Il lavoro dell’infermiere e dell’operatore socio-sanitario, in tali contesti, si caratterizza non solo per il lavoro notturno ma anche per la costante presenza di fatiche fisiche e psichiche nell’espletamento delle attività.
L’AUDIZIONE
Al senato sono stati auditi la Fnopi, la Federazione nazionale degli Ordini delle professioni infermieristiche e le tre organizzazioni sindacali confederali Cgil, Cisl e Uil. Alla luce della dura esperienza della pandemia e della cronica carenza di personale infermieristico (CREA la quantifica in più di 237 mila unità) l’esigenza di approvazione della norma è diventata acuta. Oltre ai turni massacranti, all’uso continuo delle tute e dei Dpi secondo le informazioni presentate dalla Fnopi sulla scorta di una indagine condotta da Cergas Bocconi, l’11,8% del personale di Asl e ospedali attualmente ha una inidoneità fisica che ne limita la mansione e il 7,8% inidoneità parziali permanenti. Senza contare lo stress correlato al lavoro nelle corsie Covid che incide (sindrome post traumatica da stress) per una percentuale tra il 30 e il 50%. Sempre per la Fnopi, va tenuto in conto il fenomeno delle aggressioni fisiche e verbali che coinvolge l’89% del personale infermieristico.
I SINDACATI
Da tutte le organizzazioni sindacali è stato sottolineato come, allo stato attuale, solo pochi professionisti infermieri riescono ad entrare nella categoria degli “usuranti” (almeno 6 ore di turno notturno per un minimo di 78 notti all’anno oppure 3 ore nella fascia dalla mezzanotte alle 5 del mattino nell’arco dell’anno).

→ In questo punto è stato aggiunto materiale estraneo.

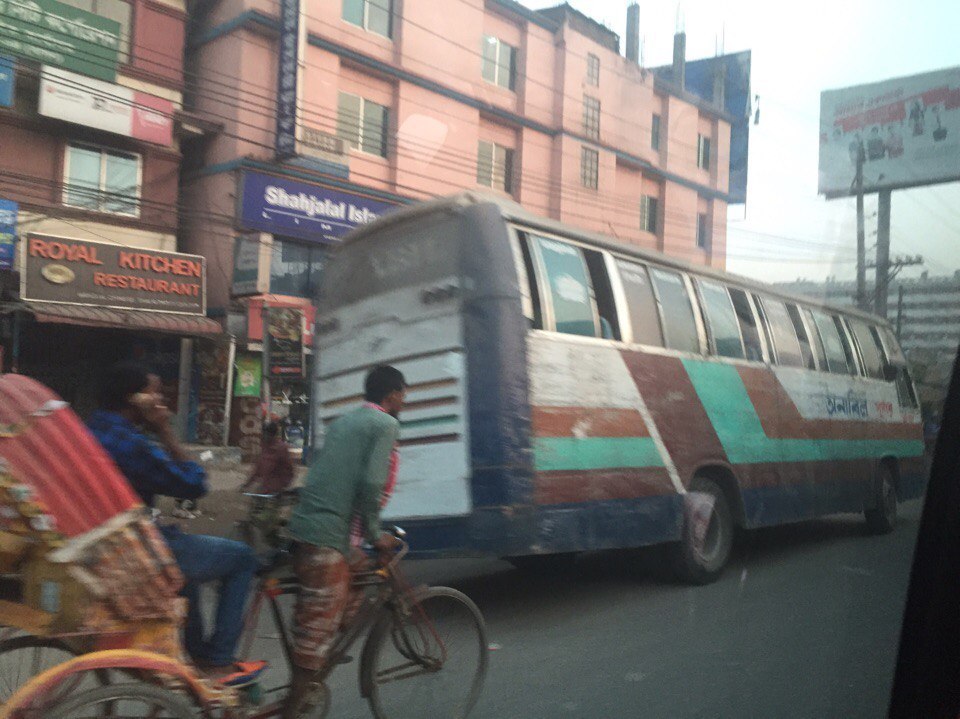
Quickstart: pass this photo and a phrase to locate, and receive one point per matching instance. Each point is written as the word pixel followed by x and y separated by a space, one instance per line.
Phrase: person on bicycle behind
pixel 346 487
pixel 133 425
pixel 273 471
pixel 273 474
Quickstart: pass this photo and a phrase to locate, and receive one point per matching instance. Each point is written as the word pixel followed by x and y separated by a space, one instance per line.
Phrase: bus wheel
pixel 707 537
pixel 882 518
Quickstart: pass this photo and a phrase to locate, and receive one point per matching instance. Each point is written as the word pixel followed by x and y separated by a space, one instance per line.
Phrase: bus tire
pixel 882 517
pixel 697 561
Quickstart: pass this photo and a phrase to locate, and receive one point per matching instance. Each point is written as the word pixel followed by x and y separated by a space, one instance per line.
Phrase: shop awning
pixel 88 316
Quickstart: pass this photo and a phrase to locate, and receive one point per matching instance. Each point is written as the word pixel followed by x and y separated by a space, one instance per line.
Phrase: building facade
pixel 334 111
pixel 90 133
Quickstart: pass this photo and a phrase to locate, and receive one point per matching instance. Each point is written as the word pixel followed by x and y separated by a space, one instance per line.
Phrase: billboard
pixel 53 33
pixel 67 96
pixel 77 272
pixel 908 130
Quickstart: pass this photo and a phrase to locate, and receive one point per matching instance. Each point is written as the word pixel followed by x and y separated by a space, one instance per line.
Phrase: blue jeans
pixel 205 559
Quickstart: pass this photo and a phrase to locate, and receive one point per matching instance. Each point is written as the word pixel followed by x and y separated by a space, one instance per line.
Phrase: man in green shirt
pixel 340 506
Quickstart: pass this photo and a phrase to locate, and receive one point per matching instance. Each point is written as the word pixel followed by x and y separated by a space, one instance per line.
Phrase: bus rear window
pixel 748 325
pixel 721 320
pixel 832 344
pixel 568 282
pixel 644 317
pixel 784 334
pixel 679 324
pixel 870 351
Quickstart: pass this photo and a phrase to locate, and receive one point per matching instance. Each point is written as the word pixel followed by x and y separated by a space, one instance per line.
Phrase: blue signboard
pixel 288 207
pixel 8 233
pixel 6 81
pixel 287 69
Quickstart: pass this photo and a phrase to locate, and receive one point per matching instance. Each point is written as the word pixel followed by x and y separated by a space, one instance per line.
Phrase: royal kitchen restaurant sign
pixel 77 272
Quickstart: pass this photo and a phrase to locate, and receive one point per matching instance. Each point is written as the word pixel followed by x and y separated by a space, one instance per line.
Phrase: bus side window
pixel 894 356
pixel 853 366
pixel 817 342
pixel 568 283
pixel 603 294
pixel 642 304
pixel 679 323
pixel 527 277
pixel 748 325
pixel 722 324
pixel 806 350
pixel 833 346
pixel 870 351
pixel 784 334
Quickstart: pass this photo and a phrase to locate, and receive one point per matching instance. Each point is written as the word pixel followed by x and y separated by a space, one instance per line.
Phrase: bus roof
pixel 513 212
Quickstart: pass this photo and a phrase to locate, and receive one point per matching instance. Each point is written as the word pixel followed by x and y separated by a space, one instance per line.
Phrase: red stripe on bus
pixel 599 485
pixel 591 421
pixel 684 426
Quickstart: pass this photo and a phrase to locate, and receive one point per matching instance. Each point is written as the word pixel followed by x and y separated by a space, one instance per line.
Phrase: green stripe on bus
pixel 552 454
pixel 734 418
pixel 443 419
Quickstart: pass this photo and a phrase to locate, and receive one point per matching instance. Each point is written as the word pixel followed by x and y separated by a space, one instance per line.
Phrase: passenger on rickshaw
pixel 134 427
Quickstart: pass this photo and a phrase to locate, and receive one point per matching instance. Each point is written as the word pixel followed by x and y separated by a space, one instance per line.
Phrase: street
pixel 804 623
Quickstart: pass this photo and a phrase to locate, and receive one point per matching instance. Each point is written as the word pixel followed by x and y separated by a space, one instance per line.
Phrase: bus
pixel 568 392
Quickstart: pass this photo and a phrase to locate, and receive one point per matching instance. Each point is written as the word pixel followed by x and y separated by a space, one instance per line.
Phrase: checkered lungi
pixel 325 602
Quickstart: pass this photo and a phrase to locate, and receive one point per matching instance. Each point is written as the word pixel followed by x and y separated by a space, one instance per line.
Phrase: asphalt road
pixel 804 623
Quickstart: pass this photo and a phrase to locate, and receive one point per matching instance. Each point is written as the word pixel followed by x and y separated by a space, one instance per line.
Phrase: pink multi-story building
pixel 382 102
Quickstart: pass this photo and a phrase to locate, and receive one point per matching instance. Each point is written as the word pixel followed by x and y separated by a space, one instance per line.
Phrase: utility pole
pixel 899 312
pixel 265 396
pixel 861 239
pixel 893 268
pixel 883 255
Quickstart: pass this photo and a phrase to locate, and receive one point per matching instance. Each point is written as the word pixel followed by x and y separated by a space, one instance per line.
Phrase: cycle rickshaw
pixel 90 618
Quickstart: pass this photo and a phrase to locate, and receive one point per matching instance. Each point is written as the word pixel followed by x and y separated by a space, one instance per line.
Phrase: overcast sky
pixel 786 230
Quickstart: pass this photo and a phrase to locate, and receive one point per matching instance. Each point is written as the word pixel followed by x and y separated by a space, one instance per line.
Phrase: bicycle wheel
pixel 427 661
pixel 130 701
pixel 24 657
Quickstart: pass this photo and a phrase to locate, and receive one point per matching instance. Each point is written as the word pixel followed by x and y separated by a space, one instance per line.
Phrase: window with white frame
pixel 591 118
pixel 703 229
pixel 102 180
pixel 495 166
pixel 593 70
pixel 703 152
pixel 649 211
pixel 372 15
pixel 362 124
pixel 589 167
pixel 499 62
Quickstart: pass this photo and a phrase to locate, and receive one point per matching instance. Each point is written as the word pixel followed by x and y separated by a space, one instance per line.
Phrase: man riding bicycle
pixel 339 507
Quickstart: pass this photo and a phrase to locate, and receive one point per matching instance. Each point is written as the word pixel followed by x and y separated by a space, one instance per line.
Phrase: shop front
pixel 288 229
pixel 82 306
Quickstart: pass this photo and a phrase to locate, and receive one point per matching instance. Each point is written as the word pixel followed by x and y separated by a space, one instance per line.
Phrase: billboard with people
pixel 906 130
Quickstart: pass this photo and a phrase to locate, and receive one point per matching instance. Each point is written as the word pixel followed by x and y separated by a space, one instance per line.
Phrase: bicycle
pixel 425 655
pixel 424 632
pixel 266 516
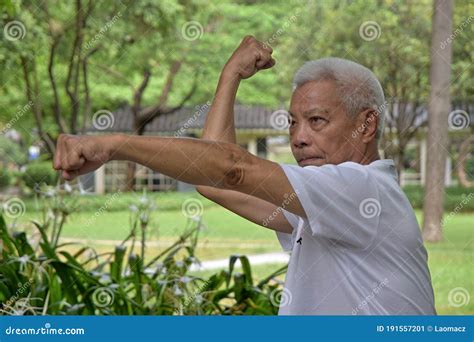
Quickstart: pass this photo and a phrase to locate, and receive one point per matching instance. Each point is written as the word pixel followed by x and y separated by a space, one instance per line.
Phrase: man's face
pixel 320 130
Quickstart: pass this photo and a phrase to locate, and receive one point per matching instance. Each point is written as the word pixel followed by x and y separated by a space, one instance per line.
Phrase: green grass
pixel 450 261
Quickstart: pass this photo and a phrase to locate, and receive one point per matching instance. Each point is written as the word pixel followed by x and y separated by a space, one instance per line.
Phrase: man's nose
pixel 301 136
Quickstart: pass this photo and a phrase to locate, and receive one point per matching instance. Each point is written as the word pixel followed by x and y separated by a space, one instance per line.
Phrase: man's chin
pixel 312 161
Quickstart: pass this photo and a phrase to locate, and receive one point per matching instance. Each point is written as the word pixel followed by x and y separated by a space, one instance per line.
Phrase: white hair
pixel 357 86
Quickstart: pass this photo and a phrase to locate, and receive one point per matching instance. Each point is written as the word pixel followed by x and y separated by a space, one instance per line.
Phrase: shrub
pixel 48 278
pixel 5 178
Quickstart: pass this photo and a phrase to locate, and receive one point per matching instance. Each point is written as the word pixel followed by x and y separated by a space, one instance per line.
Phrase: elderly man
pixel 354 240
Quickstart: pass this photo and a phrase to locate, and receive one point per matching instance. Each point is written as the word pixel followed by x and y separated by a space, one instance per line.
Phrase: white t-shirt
pixel 359 251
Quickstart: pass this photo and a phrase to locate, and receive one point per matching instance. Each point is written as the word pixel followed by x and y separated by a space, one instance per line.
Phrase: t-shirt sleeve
pixel 287 240
pixel 341 202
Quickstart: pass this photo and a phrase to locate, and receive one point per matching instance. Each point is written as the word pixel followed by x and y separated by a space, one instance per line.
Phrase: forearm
pixel 194 161
pixel 219 123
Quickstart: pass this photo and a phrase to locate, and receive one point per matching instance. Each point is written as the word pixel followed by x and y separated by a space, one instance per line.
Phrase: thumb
pixel 269 64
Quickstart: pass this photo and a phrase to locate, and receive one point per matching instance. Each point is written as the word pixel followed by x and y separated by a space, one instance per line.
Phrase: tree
pixel 439 104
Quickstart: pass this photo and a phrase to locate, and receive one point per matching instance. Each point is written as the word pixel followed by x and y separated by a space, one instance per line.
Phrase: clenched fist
pixel 250 57
pixel 79 154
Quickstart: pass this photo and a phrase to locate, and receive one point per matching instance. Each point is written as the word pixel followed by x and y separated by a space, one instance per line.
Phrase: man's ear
pixel 370 119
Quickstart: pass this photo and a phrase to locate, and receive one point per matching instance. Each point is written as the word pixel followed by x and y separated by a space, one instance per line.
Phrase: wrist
pixel 114 145
pixel 230 74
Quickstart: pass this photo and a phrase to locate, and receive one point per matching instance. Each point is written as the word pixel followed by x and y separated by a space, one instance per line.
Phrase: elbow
pixel 236 168
pixel 203 190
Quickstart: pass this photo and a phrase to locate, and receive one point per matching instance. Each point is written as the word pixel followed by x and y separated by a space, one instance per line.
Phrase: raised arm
pixel 249 57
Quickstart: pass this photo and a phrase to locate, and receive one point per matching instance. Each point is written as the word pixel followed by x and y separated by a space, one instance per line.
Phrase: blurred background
pixel 151 68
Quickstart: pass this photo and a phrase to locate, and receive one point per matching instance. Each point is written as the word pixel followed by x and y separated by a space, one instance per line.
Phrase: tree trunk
pixel 464 150
pixel 440 73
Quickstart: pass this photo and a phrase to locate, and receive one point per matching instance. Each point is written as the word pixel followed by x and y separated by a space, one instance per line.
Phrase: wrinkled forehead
pixel 315 97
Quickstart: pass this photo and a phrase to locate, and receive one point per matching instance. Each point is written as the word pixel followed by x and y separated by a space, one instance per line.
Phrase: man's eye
pixel 317 119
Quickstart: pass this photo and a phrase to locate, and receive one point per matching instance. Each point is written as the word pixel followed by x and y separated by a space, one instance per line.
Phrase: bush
pixel 39 172
pixel 5 178
pixel 48 277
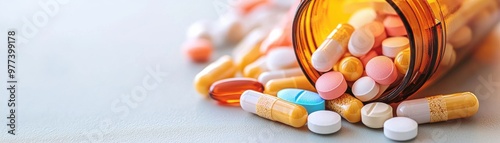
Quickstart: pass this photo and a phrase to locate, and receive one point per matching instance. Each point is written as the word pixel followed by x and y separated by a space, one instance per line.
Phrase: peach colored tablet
pixel 331 85
pixel 394 26
pixel 382 70
pixel 199 50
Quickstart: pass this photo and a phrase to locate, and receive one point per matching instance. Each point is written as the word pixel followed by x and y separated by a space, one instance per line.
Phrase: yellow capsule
pixel 221 69
pixel 439 108
pixel 347 106
pixel 299 82
pixel 351 68
pixel 254 69
pixel 248 50
pixel 273 108
pixel 402 60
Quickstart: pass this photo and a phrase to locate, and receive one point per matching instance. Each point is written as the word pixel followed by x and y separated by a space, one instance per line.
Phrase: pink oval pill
pixel 331 85
pixel 394 26
pixel 382 70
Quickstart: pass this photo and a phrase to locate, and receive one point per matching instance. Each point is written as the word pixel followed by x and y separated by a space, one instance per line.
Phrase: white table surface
pixel 78 72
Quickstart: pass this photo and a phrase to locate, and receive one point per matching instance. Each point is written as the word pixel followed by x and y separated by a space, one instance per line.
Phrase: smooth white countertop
pixel 79 72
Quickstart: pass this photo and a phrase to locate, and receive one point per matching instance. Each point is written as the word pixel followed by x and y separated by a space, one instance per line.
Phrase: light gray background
pixel 76 71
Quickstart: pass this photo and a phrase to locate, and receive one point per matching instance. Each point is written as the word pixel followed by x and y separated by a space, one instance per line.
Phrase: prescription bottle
pixel 430 25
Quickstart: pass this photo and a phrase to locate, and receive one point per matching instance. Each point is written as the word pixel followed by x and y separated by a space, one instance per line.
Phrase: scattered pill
pixel 439 108
pixel 332 49
pixel 254 69
pixel 402 60
pixel 309 100
pixel 374 115
pixel 229 28
pixel 365 89
pixel 247 51
pixel 281 58
pixel 351 68
pixel 394 26
pixel 221 69
pixel 300 82
pixel 382 70
pixel 331 85
pixel 228 91
pixel 273 108
pixel 270 75
pixel 198 50
pixel 378 31
pixel 324 122
pixel 362 17
pixel 361 42
pixel 400 129
pixel 393 45
pixel 365 59
pixel 347 106
pixel 461 38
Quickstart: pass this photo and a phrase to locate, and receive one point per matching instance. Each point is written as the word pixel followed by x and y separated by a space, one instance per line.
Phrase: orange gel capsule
pixel 228 91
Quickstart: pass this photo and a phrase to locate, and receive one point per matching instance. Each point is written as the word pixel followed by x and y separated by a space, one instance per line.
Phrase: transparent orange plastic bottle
pixel 430 24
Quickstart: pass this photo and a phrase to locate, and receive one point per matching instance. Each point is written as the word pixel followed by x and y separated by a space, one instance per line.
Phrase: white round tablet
pixel 324 122
pixel 374 115
pixel 392 46
pixel 365 89
pixel 400 129
pixel 361 42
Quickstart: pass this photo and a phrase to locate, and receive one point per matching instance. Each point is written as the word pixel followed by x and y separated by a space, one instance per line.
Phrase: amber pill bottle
pixel 429 24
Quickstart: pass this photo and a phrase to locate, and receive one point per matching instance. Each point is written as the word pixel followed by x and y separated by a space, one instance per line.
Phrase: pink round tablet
pixel 378 30
pixel 331 85
pixel 382 70
pixel 365 59
pixel 394 26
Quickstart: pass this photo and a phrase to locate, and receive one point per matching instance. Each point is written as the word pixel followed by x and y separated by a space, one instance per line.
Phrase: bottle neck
pixel 424 24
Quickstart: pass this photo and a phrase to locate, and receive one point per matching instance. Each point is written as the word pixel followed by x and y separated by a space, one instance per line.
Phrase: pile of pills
pixel 365 57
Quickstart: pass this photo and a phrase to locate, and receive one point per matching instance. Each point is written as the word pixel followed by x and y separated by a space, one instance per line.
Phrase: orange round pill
pixel 198 50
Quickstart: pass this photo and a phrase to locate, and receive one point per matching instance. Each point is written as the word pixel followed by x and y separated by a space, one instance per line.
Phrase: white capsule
pixel 324 122
pixel 267 76
pixel 365 89
pixel 281 58
pixel 327 55
pixel 362 17
pixel 461 38
pixel 393 45
pixel 361 42
pixel 400 129
pixel 374 115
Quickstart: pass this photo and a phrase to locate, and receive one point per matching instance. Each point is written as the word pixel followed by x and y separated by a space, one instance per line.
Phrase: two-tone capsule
pixel 273 108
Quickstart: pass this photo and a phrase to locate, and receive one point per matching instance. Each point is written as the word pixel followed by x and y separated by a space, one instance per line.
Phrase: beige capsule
pixel 223 68
pixel 440 108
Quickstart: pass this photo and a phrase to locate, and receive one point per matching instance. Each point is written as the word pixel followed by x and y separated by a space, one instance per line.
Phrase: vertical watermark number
pixel 11 81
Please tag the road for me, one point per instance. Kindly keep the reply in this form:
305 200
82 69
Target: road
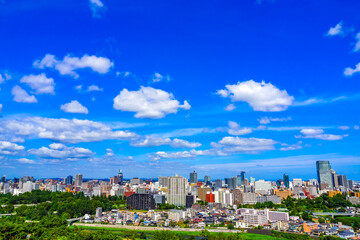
152 228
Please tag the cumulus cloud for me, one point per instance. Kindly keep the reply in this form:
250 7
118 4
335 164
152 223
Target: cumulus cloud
295 146
61 151
69 64
260 96
350 71
239 144
157 77
26 160
123 74
9 148
151 141
74 107
267 120
4 77
20 95
94 88
318 134
357 44
337 30
230 107
40 83
148 102
61 130
235 129
96 7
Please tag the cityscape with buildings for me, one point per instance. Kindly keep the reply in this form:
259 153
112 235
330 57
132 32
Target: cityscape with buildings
240 201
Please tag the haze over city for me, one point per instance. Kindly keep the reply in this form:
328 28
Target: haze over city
160 88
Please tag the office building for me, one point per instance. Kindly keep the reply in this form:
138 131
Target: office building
164 182
177 191
69 180
324 173
218 183
193 177
207 180
141 201
78 180
242 175
335 178
286 181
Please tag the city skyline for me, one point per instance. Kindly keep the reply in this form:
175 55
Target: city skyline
265 87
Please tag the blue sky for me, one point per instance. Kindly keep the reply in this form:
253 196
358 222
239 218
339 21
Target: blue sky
163 88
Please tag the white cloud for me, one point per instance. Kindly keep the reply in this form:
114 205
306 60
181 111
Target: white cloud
69 64
267 120
61 130
235 129
157 77
350 71
260 96
318 134
238 144
60 151
94 88
4 77
230 107
20 95
74 107
148 102
357 44
96 7
9 148
151 141
25 160
40 83
337 30
296 146
123 74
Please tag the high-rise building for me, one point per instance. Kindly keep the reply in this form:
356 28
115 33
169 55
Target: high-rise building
218 183
120 177
207 180
193 177
343 181
286 181
69 180
78 180
177 191
335 178
242 175
324 173
164 181
141 201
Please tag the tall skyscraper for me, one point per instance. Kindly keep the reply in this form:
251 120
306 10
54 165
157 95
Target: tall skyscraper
335 178
164 181
177 191
120 176
324 173
207 180
78 180
286 181
69 180
242 174
193 177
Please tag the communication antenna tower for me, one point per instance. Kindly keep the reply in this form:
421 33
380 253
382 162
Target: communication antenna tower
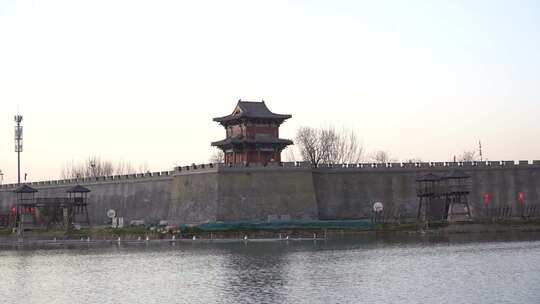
18 144
480 150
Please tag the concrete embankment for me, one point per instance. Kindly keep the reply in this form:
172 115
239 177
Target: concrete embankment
100 236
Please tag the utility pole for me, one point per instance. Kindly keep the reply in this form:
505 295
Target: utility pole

La riforma della legge Fornero portata avanti dai confederali Cgil, Cisl e Uil c’è già il riconoscimento della diversa gravosità dei lavori con una flessibilità diversa in uscita che dipende dalla mansione svolta in corsia. Il contesto in cui si inserisce il progetto di legge è quello della più generale riforma delle pensioni, interrotta il 3 febbraio scorso e che doveva riprendere con il confronto politico tra il Ministro del Lavoro Andrea Orlando e i sindacati per ora rimandato a data da destinarsi.
Su questo spinoso tema interviene anche l’Ugl Salute che sottolinea come riconoscere queste attività come lavoro usurante sia “un atto dovuto e di assoluta civiltà”. “Mi chiedo – avverte il Segretario nazionale Ugl Salute – cosa ostacoli un passo così importante verso categorie di professionisti costretti a svolgere la propria attività in condizioni critiche”.
Nei rapporti Inail, su malattie ed infortuni, gli operatori sanitari sono in testa nel numero di contagiati e deceduti. Organici carenti, turni massacranti, mancanza di riposo, ferie e permessi centellinati e mai goduti per un periodo lungo, scarse condizioni di sicurezza i nodi irrisolti delle due categorie professionali. “A questo proposito – prosegue il sindacalista – penso agli incidenti stradali che nei giorni scorsi hanno visto coinvolti alcuni equipaggi di ambulanze impegnati in servizio. Episodi di aggressioni fisiche e verbali sono sempre più frequenti così come lo stress psico-fisico a cui sono sottoposti i professionisti della salute. Un quadro drammatico spesso ignorato o sottovalutato.